Resolving traction changes on fractures in a 3D heterogeneous crust using fictitious domains
Dabaghi Farshid1, Valérie Cayol2 and Bodart Olivier1
Affiliations: 1 The Lyon University, Université Jean Monnet, Institut Camille Jordan, F-42023 Saint-Etienne, France. 2 Laboratoire Magmas et Volcans, Université Clermont Auvergne, CNRS, IRD, OPGC, Clermont-Ferrand F-63038
Presentation type: Poster
Presentation time: Monday 16:30 - 18:30, Room Poster Hall
Poster Board Number: 228
Programme No: 2.4.18
Abstract
To track magma transport and to understand the seismic cycle, deformation data are analyzed relying on forward deformation models combined with inversions.
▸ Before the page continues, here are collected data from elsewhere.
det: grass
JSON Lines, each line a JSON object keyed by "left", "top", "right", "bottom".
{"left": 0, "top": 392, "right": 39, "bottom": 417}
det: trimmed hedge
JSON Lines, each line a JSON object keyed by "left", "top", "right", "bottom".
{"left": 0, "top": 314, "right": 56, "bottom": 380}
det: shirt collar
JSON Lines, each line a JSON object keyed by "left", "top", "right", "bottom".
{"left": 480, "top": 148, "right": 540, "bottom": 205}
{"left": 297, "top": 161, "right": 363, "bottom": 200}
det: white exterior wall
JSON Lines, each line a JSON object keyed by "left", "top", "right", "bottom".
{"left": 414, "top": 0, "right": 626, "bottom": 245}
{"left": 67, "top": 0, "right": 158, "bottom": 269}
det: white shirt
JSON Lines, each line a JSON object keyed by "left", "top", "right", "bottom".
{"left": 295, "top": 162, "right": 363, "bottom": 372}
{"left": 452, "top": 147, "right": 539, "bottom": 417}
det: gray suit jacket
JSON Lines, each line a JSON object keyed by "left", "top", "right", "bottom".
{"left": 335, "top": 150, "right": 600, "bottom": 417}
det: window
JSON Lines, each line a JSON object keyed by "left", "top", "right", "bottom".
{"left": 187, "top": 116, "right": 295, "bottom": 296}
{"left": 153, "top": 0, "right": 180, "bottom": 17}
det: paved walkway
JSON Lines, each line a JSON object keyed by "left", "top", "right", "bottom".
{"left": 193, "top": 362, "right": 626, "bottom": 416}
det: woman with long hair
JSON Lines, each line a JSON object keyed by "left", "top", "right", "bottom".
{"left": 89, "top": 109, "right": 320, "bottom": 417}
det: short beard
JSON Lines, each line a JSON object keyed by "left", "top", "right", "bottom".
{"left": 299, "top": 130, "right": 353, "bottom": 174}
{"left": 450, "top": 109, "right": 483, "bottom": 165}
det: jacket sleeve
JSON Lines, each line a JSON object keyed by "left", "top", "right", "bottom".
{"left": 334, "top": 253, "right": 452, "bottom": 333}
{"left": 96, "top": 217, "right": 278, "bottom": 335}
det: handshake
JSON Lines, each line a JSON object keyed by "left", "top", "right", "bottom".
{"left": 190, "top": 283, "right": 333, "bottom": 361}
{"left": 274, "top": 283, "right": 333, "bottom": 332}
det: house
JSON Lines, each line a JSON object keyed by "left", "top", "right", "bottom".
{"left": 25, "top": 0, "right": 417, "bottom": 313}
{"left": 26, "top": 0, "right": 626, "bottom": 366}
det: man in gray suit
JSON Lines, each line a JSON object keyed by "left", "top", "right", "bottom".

When the geometry of the fracture is known, it is discretized with dislocations, and a least square cost function subject to a regularization constraint on the dislocation amplitudes is minimized. Most of the times, the dislocation solutions assume the earth is an elastic, homogeneous half-space, which may lead to inaccurate inversion results. To address this issue and to invert for a more physical quantity (stress vector rather than dislocation), we present a new method based on a fictitious domain approach inspired by extended finite element methods developed for cracks that do not follow volume meshes. The cost function involves the misfit between the solution of the physical problem and the observed data together with regularization terms. An algorithm is presented which relies on the forward and the adjoint problem. Synthetic tests, relying on the determination of the regularization parameters by L-curves, show that an initial solution is reliably determined. The method is then reformulated to be applied to InSAR data, which correspond to an incomplete knowledge of the displacement field. Synthetic tests demonstrate the efficiency and robustness of the method for one to four Line-of-Sight observations, with missing data and variable noise. The method was then applied to the May 2016 Piton de la Fournaise intrusion, and we found that our results are consistent with a previous analysis reying on a different approach.